Putting together the martyrdom cause for Rome is, according to the priest, like putting together a puzzle. The 48 lives were investigated in nine months, and Escalante is convinced that what they’re presenting is the “best that could be done” – not due to a lack of time but because there’s not much information on some of the victims.

“There are two victims of whom we only know their names and that they were there, killed for being at Mass,” he said. “Everything that could be done, was done. But Baghdad lost two thirds of its Catholic population in the past two decades: They were either killed or were forced to flee and are currently living as refugees, many not wanting to or not being able to be identified.”

The witnesses hail from all over: Lebanon, France, Canada, Australia, and also Baghdad. Most have since fled their country, one of the cradles of Christianity. Many of them said that the terrorists, when pulling the trigger or before activating the explosive belts they carried, shouted “Allahu Akbar,” which translates to “God is great.”

Archbishop Yousif Abba, the Syriac Catholic Archbishop of Bagdad, had contemplated only pursuing the sainthood cause for the two priests, as the Church had the information on them. But Escalante argued in favor of including the 48 in the cause, because in the end, “all died on the same day, for the same reason.”

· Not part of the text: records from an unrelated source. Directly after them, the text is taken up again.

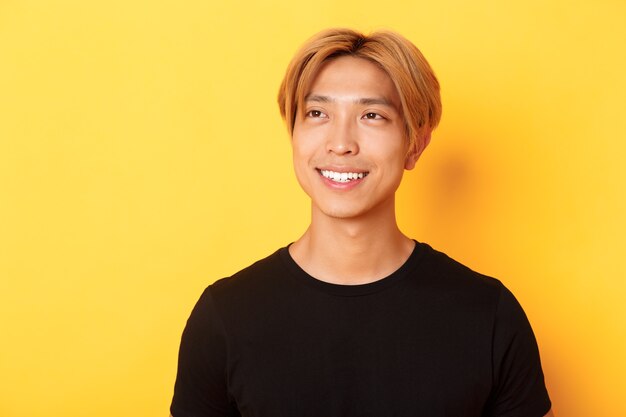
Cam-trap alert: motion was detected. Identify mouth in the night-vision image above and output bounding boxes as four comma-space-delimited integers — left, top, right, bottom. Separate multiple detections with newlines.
317, 169, 369, 183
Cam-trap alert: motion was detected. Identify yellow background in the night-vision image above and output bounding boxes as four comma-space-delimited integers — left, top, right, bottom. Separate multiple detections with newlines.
0, 0, 626, 417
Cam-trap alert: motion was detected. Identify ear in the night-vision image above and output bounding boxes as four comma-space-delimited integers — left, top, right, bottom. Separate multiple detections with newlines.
404, 131, 431, 170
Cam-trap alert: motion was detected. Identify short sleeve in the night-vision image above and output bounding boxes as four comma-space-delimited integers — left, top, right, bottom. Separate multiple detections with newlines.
170, 288, 239, 417
485, 286, 551, 417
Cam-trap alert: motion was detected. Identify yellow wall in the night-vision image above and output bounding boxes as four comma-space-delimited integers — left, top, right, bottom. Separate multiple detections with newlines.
0, 0, 626, 417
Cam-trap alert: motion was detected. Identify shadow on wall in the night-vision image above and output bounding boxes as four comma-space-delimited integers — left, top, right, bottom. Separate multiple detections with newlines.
398, 135, 500, 255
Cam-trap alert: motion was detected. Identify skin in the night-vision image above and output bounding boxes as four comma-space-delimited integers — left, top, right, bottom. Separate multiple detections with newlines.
290, 56, 419, 285
170, 57, 554, 417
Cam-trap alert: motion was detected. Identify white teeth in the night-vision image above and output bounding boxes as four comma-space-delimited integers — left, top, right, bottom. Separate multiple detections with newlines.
320, 169, 367, 182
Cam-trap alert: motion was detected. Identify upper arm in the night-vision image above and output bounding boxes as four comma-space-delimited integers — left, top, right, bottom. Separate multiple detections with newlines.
170, 289, 234, 417
489, 287, 551, 417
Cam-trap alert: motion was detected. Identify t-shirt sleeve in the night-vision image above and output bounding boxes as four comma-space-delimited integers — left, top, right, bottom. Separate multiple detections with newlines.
486, 286, 551, 417
170, 288, 239, 417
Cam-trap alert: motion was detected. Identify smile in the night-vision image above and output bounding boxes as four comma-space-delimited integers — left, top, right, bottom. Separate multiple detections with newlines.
319, 169, 368, 182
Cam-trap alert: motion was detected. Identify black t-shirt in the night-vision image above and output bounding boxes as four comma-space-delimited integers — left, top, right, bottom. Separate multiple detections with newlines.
171, 243, 550, 417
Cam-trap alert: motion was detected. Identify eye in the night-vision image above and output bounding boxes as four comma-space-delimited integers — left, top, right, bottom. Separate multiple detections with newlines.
305, 110, 325, 118
363, 112, 384, 120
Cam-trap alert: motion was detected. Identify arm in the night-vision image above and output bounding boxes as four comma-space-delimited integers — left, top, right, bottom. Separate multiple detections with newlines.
170, 289, 238, 417
489, 287, 554, 417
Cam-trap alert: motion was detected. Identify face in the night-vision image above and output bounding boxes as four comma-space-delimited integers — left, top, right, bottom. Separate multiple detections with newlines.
292, 56, 417, 218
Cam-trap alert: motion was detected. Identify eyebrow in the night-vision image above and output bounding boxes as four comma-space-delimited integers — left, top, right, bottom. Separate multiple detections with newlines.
304, 94, 396, 109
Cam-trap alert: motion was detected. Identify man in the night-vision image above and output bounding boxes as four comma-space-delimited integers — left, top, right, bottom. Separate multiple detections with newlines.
171, 29, 552, 417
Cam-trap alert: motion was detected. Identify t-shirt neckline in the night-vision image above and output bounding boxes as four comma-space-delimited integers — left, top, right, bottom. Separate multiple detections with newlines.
278, 240, 424, 297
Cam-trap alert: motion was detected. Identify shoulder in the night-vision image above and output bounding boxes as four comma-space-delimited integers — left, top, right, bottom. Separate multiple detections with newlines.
417, 243, 507, 303
206, 244, 287, 305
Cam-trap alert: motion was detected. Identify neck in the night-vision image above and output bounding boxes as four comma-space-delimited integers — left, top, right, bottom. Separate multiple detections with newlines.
289, 197, 414, 285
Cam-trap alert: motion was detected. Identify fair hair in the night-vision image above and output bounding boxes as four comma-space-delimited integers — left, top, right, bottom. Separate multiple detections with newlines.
278, 28, 441, 155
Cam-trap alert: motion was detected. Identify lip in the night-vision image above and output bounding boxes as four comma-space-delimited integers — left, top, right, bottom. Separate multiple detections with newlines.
315, 167, 369, 191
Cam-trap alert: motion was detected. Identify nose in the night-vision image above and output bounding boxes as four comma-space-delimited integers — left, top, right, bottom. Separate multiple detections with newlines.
326, 117, 359, 155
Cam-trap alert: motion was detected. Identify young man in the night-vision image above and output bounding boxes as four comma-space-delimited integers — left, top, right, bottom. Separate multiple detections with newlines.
171, 29, 551, 417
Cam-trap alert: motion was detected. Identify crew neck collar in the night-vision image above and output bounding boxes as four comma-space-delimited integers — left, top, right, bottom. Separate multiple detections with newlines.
278, 240, 424, 297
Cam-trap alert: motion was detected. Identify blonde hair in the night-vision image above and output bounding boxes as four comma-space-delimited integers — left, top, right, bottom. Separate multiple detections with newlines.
278, 28, 441, 153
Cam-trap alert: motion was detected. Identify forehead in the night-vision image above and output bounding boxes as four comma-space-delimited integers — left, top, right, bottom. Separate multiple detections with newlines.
305, 56, 400, 108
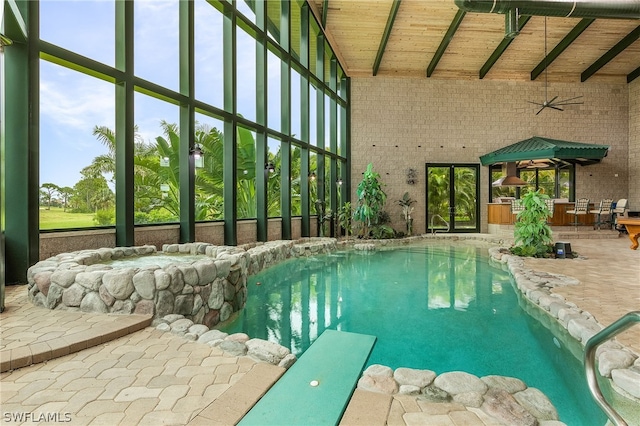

All of those who lost their lives did so in the church. Many were seriously wounded and hospitalized, but survived. An estimated 50 people had hidden in the sacristy with an elderly priest and the pregnant woman who had been mortally wounded before she reached the safety of the hiding place. A group of around 20 had found refuge in the baptistery. They too were saved.

In recent months, there’s been a lot of buzz over a possible papal visit to Iraq next year, something Francis has stated he’d like to do. However, it all depends on the situation on the ground, which remains unstable. Despite the many challenges, Escalante said he hopes the pope will go, and that while he’s there, he’ll recognize the martyrdom that the people presented in the three causes.

“After everything they’ve been through in this short period – the fall of Saddam Hussein, the second American invasion, ISIS and the internal problems of the country – the community needs to revive their faith,” he said. “The Christians who decide to remain are a small minority that continues to become smaller. They need help. They need to feel that they’re not alone, and having their martyrs recognized as such would help.”